Group algebra is a free module of finite rank over any group sub-algebra

Question

Let $G$ be a finite group and let $H$ be a subgroup. Let $\mathbb CG$ and $\mathbb CH$ be the corresponding group algebras. Clearly, the injective group homomorphism $H\to G$ defines a $\mathbb CH$-module structure on $\mathbb CG$. The question is if $\mathbb CG$ is a free left and right module of finite rank over $\mathbb CH$. The claim is true in the case $H:=\{1_G\}$ but is it true for any subgroup of $G$? Is any set $\{g_1, ..., g_k\}$ of representatives of the left cosets $G/H$ a basis of $\mathbb CG$ over $\mathbb CH$?

Answer 1

Given a set of right coset representatives $\{g_1, \dots, g_k \}$, you need to check that the map $$(\mathbb{C}H)^k \to \mathbb{C}G$$ $$(h_1, \dots, h_k) \to \sum_{i=1}^k h_i g_i$$

is an isomorphism of left $\mathbb{C}H$-modules.
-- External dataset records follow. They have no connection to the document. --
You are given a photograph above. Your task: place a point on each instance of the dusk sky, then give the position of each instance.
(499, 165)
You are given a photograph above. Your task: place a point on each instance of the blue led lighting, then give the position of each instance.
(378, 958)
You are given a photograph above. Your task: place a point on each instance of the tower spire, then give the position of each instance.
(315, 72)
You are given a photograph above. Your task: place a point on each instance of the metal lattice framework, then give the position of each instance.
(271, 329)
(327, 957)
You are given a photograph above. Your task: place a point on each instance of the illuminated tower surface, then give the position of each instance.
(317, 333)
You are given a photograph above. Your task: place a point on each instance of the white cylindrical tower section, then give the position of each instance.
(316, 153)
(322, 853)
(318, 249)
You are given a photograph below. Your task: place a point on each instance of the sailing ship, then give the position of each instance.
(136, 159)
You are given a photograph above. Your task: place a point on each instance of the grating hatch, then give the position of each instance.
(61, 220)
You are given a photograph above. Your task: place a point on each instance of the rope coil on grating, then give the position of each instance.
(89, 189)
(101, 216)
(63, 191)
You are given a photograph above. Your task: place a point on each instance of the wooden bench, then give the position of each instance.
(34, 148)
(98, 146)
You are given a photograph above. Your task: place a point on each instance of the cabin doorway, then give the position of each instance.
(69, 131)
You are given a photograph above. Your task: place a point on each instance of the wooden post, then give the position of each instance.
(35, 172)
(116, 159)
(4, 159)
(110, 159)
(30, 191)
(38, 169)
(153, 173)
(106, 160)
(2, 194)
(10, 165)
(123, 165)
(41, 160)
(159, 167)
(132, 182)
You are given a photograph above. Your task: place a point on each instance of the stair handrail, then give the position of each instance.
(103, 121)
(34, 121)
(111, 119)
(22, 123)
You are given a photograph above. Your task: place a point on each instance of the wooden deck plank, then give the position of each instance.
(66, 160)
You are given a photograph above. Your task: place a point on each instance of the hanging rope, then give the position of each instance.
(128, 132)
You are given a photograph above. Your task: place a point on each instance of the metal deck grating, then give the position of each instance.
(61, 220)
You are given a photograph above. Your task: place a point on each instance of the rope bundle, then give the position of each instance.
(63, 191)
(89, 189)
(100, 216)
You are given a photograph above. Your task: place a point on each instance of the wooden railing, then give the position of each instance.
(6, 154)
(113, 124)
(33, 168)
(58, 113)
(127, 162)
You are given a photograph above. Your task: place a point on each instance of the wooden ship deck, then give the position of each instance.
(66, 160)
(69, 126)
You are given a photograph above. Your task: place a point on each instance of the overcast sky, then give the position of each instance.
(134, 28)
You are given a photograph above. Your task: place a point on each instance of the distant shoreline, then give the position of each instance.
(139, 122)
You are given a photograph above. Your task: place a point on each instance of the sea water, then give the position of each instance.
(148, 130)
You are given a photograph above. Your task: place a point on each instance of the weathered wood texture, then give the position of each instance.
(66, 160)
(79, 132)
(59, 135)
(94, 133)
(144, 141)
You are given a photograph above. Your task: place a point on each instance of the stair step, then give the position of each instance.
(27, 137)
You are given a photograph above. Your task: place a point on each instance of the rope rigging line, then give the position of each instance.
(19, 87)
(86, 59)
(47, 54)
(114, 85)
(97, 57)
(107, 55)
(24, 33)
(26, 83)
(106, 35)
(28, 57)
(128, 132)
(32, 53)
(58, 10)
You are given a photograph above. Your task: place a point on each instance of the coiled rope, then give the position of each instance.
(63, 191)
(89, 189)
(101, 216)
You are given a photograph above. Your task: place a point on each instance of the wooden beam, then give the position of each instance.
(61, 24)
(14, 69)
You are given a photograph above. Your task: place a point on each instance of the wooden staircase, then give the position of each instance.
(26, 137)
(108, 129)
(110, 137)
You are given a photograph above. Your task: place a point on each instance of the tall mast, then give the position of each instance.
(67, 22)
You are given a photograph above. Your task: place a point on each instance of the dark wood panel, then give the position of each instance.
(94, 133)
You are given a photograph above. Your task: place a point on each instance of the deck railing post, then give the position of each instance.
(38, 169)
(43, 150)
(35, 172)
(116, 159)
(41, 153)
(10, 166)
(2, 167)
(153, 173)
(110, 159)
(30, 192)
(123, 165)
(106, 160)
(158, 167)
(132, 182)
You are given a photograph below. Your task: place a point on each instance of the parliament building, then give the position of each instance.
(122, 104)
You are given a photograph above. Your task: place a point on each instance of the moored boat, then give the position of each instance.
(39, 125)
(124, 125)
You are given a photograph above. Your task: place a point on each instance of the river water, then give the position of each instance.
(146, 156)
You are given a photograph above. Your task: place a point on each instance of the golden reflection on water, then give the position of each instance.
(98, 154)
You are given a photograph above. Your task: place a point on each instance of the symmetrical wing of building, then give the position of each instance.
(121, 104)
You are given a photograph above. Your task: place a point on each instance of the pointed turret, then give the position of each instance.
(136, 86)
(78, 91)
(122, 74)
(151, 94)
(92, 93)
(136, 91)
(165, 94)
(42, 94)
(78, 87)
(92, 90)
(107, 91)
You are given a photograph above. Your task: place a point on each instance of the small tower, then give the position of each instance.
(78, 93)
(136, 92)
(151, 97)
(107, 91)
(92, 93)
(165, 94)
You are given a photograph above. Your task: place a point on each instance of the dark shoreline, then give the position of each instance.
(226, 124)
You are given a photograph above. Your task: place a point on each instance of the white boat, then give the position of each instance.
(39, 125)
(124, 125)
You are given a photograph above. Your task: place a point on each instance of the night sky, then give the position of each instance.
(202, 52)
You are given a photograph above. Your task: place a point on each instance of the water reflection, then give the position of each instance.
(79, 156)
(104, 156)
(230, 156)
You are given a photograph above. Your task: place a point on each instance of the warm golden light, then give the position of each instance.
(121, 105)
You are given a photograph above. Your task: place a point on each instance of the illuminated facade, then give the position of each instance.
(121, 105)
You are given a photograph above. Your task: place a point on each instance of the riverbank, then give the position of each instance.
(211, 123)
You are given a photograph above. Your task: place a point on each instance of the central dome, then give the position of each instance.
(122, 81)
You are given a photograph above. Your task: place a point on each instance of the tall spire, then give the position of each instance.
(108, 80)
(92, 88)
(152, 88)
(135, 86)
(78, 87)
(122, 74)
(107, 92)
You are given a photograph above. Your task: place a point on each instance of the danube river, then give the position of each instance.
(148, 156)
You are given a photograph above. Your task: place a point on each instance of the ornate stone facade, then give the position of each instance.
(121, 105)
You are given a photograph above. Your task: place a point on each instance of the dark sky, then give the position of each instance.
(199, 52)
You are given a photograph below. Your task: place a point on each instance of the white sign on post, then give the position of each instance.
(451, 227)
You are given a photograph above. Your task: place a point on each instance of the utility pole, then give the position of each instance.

After showing that this is indeed a homomorphism, injectivity is easy, using that each $g_i$ lies in a different coset. For surjectivity, you need to find a preimage of an arbitrary $g \in G$ and the rest follows. For that, take the $g_j$ that represents its right coset and the appropriate $h$ such that $g=hg_j$.